On Monday afternoon, The New Yorker published a story detailing the horrifying accounts of four women who claim to have been abused by New York State attorney general Eric Schneiderman. The women allege that Schneiderman slapped, struck and choked them without their consent.
Mere hours after the story published, Schneiderman, who’d risen to national prominence as an outspoken opponent of the Trump administration, resigned from his post.
“Yo, I thought I had heard it all, but this guy? He’s like the one guy they wouldn’t let into Westworld,” quipped Trevor Noah. “They’d be like, ‘We do some crazy shit here, but you’re a freak, man.’”
“The reason this story is getting so much attention is that Eric Schneiderman isn’t just the New York attorney general, he’s a national figure now because he’s one of the biggest opponents of President Trump’s agenda. He’s sued Trump over DACA, the Muslim ban, birth control coverage. He was making it rain lawsuits all over Trump the whole time,” added Noah.
The Daily Show host, speaking in front of a Spider-Man graphic reading “The Appalling Schneiderman,” went after the ex-AG’s hypocrisy on Tuesday evening.
“And more than all of that, this is a huge story because Schneiderman presented himself as an advocate for women,” offered Noah, with the former AG repeatedly calling accused sexual predator Harvey Weinstein’s actions “despicable” and announcing his intent to “fight male supremacy in all its forms.”

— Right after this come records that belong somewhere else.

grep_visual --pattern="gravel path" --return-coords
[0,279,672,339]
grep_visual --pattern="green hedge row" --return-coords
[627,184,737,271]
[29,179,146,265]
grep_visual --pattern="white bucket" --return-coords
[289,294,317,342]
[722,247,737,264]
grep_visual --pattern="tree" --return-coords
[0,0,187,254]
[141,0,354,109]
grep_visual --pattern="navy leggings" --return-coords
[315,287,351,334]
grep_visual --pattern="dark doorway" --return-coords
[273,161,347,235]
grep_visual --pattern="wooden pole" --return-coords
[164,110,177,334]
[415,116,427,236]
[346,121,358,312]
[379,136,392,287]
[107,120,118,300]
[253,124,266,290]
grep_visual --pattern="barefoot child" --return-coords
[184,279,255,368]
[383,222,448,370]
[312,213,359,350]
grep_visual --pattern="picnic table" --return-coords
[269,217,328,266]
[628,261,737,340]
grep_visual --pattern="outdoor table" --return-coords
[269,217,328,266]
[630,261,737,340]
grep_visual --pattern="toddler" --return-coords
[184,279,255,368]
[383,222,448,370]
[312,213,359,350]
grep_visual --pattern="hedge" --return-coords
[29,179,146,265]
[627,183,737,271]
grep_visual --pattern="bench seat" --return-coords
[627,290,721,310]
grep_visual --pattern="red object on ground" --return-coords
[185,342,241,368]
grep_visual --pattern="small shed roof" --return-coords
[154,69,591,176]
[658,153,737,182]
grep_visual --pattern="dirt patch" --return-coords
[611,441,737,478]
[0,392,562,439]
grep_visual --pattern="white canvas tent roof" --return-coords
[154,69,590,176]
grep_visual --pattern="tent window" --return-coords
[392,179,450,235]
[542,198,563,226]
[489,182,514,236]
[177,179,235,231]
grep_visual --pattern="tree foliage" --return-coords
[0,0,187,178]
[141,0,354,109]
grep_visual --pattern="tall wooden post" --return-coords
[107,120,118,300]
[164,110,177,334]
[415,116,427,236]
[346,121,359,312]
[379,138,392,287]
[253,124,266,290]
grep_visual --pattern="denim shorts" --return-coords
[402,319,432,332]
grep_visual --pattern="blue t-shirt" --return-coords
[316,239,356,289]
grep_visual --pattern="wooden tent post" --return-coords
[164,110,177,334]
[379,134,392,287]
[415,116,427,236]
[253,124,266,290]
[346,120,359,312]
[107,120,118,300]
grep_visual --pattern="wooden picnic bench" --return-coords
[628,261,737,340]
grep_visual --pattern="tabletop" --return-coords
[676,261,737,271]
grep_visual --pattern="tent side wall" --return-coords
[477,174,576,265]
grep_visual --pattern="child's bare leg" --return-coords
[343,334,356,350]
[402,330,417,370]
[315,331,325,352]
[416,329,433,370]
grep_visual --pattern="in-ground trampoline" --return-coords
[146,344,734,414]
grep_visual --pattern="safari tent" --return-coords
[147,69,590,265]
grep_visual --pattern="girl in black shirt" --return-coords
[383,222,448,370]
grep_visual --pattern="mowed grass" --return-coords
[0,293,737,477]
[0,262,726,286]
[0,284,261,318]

“I bet you think this speech is about you,” sang Noah after airing clip of Schneiderman’s “male supremacy” speech. “So, it seems this guy was trying to put Harvey Weinstein in jail while he was abusing women himself. This is like finding out Robert Mueller was taking secret vacations with Putin.”
He continued: “By the way, this is a weird part of the story, but this story was broken yesterday evening by Jane Mayer and Ronan Farrow, and by coincidence, Ronan Farrow was our guest last night. Before taping, I’m chilling in the green room with him getting ready to do the show, and he says, ‘Oh, I’m just finishing up a piece. I’m just going to send this out.’ I had no idea he was ending an attorney general’s career over our Wi-Fi. And since I pay for the Wi-Fi, I’d like to think that I did my part. I really think I did.”